The Speaker of the House of Commons, Sir Lindsay Hoyle, asked for the coach to return to Parliament for the Coronation after its loan period to the National Trust’s Arlington Court Carriage Museum in Devon came to an end earlier this year.
As a fragile and historic object made of materials ranging from painted panels and ironwork to textiles – which are affected by changes to temperature and humidity – the coach will be protected by a specially designed glass case. The case will also help to protect the historic interiors of Westminster Hall, a Grade I listed space of outstanding significance. Visitors will be able to see the coach as part of general tours of Parliament from Tuesday 9 May until September.
Interpretative information about the ornately decorated coach will be on display and special educational resources have also been produced for visiting school children and members of the public.
The coach was regularly on display in Westminster Hall from 1995 until 2005, when Speaker Michael Martin formally retired the coach and a major conservation project was undertaken to restore its original magnificence. It is now preserved as an historic object and work of art in the Parliamentary Art Collection.

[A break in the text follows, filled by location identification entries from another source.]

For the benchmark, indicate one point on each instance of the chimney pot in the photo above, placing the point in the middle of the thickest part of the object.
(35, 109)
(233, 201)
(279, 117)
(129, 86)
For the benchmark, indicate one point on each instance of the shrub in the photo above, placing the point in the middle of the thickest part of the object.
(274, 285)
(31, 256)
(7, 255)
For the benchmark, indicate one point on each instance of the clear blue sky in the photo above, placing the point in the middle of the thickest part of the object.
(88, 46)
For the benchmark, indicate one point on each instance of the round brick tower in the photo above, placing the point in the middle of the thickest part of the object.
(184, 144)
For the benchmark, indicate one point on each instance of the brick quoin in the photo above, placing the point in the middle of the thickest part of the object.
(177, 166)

Last used in 1981 to transport Speaker George Thomas to the wedding of the then Prince of Wales to Lady Diana Spencer, it is the oldest of three great ceremonial coaches in Britain – the others being the Gold State Coach and the Lord Mayor’s Coach. It is thought to have been made for King William III (1650-1702) and Queen Mary II (1662-1694) in around 1698 and given to the Speaker in around 1702 by Queen Anne (1665-1714).